ASPED: Audio Sensing for PEdestrian Detection Dataset

Summary

ASPED (Audio Sensing for PEdestrian Detection) is a large-scale audio and video dataset prepared for pedestrian detection using sound. ASPED consists of almost 2,600 hours of audio, more than 3.4 million continuous frames in video, and corresponding annotation of pedestrian count for each audio and video.
For more information, please take a look at our paper in progress.


Download ASPED v1.0

  • We understand that our data package is quite extensive! Feel free to start with our mini test package for a trial. It includes one segment of our audio file along with the matching annotation file.
  • Our model is available in our github repository, here.
File Description Size Download
Mini Test Data Package ASPED v1.0 Session 1 Mini Package
  • one audio file (.MP4)
  • one annotation file (.CSV)
  • metadata file (.XLSX)
* Download
Audio Data Package ASPED v1.0 Session 1-5 Audio Recording (.MP4)
ASPED 1.0 Session 1-5 Annotation (.CSV)
580 GB
(Approx. 3 TB after decoding)
Download
Video Data Package ASPED v1.0 Session 1-5 Video Recording (.MP4) Approx. 2 TB Download
Metadata ASPED v1.0 Session 1-5 Metadata (.XLSX)
  • Session time, location map
  • Device coordinates
  • Start and end time of recordings
3.12 MB Download

Data Description

  1. Session Details
  2. Audio Data
  3. Video Data
  4. Annotation Data
  5. Metadata

1. Session Details

Session Date Location # of Video Recorders Total Video Frames # of Audio Recorders
Session 1 May 24-26, 2023 Cadell Courtyard 1 160,473 6
Tech Walkway 4 616,582 9
Session 2 June 1-3, 2023 Cadell Courtyard 1 163,678/td> 6
Tech Walkway 3 460,926 6
Session 3 June 7-9, 2023 Cadell Courtyard 1 163,914 6
Tech Walkway 3 467,919 7
Session 4 June 21-23, 2023 Cadell Courtyard 1 156,008 6
Tech Walkway 4 586,494 9
Session 5 June 28-30, 2023 Cadell Courtyard 1 163,903 6
Tech Walkway 3 466,075 7


2. Audio Data

  • |--Metadata.xlsx
    |--Session_5242023
      |-- Cadell
        |--Audio          * each location has multiple recorders
            |--Recorder1_[device-name]
                |--[audio1].wav
                |--[audio2].wav
                ...
            |--Recorder2_[device-name]
            ...
        |--Labels          * each location has one annotation file
            |--5-24-Cadell.csv
        |-- TechwayA
        |-- TechwayB
        |-- TechwayC
        |-- TechwayD
    |--Test_6012023
    |--Test_6072023
    |--Test_6212023
    |--Test_6282023

audio_recorder

All the audio files are encoded as FLAC files. FLAC is a widely applied lossless audio encoding format. For more information about FLAC, please refer to this Wikipedia page.

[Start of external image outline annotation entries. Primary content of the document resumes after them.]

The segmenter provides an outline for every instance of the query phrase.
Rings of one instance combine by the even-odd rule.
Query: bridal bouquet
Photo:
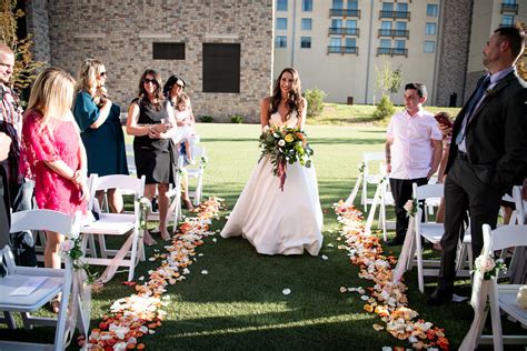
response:
[[[301,166],[311,167],[312,150],[306,141],[306,133],[299,128],[266,126],[260,136],[260,160],[269,156],[272,174],[280,179],[281,191],[288,163],[299,162]]]

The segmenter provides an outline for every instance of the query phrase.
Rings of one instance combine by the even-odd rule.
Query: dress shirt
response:
[[[18,97],[4,84],[0,83],[0,131],[11,138],[11,150],[7,160],[0,162],[6,169],[7,180],[10,185],[22,181],[19,171],[20,137],[22,132],[22,109]]]
[[[510,73],[511,71],[514,71],[514,68],[513,67],[509,67],[509,68],[506,68],[505,70],[501,70],[499,72],[496,72],[494,74],[490,74],[490,84],[488,86],[487,90],[491,90],[494,87],[496,87],[496,84],[501,80],[501,78],[504,78],[505,76],[507,76],[508,73]],[[481,103],[481,101],[487,97],[487,94],[484,94],[478,102],[476,102],[476,106],[474,107],[473,109],[473,114],[474,112],[476,112],[478,110],[478,107],[479,104]],[[459,133],[463,136],[463,139],[461,141],[458,143],[457,148],[459,151],[461,152],[467,152],[467,146],[465,144],[465,140],[466,140],[466,134],[465,134],[465,129],[467,128],[467,124],[468,124],[468,121],[473,118],[473,116],[465,116],[464,117],[464,123],[461,123],[461,129],[459,130]]]
[[[391,138],[391,172],[394,179],[425,178],[431,168],[432,140],[443,140],[434,114],[406,110],[391,117],[387,137]]]

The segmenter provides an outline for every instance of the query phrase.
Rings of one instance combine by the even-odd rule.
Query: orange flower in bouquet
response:
[[[280,179],[280,189],[286,183],[287,164],[299,162],[311,167],[312,150],[306,141],[306,133],[299,128],[271,126],[264,128],[260,136],[260,160],[269,156],[272,174]]]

For decoding, you can use ffmpeg by running
ffmpeg -i /PATH/TO/FLAC.flac -o /PATH/TO/WAV.wav 
or use python packages like 'Pydub'. The WAV format audio will be about 3 TB in total and the FLAC format will be about 580 GB.



3. Video Data

  • |--Metadata.xlsx
    |--Session_5242023
      |-- Cadell
        |--Video          * each location has one camera
            |--Camera1_[device-name]
                |--[video1].MP4
                |--[video2].MP4
                ...
        |-- TechwayA
        |-- TechwayB
        |-- TechwayC
        |-- TechwayD
    |--Test_6012023
    |--Test_6072023
    |--Test_6212023
    |--Test_6282023

We set up five video cameras to capture footage to determine the actual count of pedestrians walking past the audio recorders. Each recording session captured almost two days' worth of footage at a rate of 1 frame per second, leading to a combined total of approximately 10 days of recordings in the entire dataset.
Each camera covered multiple audio recording devices, as depicted in the following map. You can find the map in the metadata file.

video_installing
location_techway

This dataset can be utilized either to reproduce the study or to train a computer vision model for pedestrian detection.



4. Annotation Data

Each annotation file lists the number of detected pedestrians within 1, 3, 6, and 9-meter radii around the monitored audio recorders. Every row presents the timestamp, frame number, and the count of pedestrians for each audio recorder across the four specified radii.

[Sample Annotation Data]
sample_annotation
We used the Masked-attention Mask Transformer (Mask2Former) model to detect and annotate the pedestrians passing by the audio recorders in the video recordings, with a prediction accuracy threshold of 0.7. For this research, we used the Mask2Former version from OpenMMLab, which was trained using the Microsoft COCO dataset.